There is a growing movement in the United States at present to call for recounts in the presidential election in marginal states where there are allegations that irregularities and polling interference may have occurred. Already, the Green Party candidate for president, Jill Stein, who finished fourth in the race won by Republican Donald Trump, has secured a recount of ballots in Wisconsin. There are moves to obtain similar recounts in Michigan and Pennsylvania. These were states won by Trump and should the recounts reverse those results, it would open the door for defeated Democratic candidate Hillary Clinton to take the White House. While she lost the all-important and decisive electoral college vote, she has two million more popular votes over President-elect Trump.

For Clinton’s part, she has kept out of the calls, lest she be seen to be less than magnanimous over the result.

Sceptics might view these moves for recounts as nothing more than sour grapes and amount to nothing more than a last-ditch attempt to overcome the democratic will of Americans.
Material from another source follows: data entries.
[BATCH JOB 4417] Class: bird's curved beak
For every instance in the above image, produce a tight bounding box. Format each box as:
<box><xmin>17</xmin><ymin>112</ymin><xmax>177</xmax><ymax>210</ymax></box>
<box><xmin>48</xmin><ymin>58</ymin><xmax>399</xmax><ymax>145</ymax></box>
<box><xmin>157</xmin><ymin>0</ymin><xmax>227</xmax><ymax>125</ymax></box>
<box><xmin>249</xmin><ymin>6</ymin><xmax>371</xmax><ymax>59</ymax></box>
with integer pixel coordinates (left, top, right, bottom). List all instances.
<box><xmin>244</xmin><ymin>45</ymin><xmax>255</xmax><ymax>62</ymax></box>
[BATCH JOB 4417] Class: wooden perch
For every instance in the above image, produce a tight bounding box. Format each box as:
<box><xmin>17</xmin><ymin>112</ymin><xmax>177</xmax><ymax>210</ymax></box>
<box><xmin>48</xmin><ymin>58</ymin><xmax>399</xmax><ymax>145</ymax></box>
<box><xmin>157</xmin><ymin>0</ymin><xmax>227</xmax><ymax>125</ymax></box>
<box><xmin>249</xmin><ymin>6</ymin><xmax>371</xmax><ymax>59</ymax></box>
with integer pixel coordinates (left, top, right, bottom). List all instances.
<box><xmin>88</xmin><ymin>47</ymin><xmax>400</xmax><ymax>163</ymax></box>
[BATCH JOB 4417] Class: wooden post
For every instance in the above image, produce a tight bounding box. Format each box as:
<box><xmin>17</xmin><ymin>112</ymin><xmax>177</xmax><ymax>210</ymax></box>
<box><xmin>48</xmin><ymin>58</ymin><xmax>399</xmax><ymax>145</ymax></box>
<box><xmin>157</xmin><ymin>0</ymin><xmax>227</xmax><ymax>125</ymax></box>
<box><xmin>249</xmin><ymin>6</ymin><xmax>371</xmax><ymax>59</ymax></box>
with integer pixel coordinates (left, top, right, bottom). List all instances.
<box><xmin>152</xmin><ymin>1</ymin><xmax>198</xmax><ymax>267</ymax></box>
Nonetheless, there is an important principle at stake. The US prides itself on an election process that is above reproach, superior to others that occur in lesser democracies and one that is transparent.

That being the case, full transparency necessitates that the votes be recounted should they be tinged with the slightest hint of transgression. It was, after all, Trump who had claimed that the election process was rigged as he campaigned hard in the final weeks and days before balloting. And it was he who had said that he would not accept the result if he lost. It therefore seems less than honest that he now criticises the calls for recounts, but consistency has never been his abiding principle.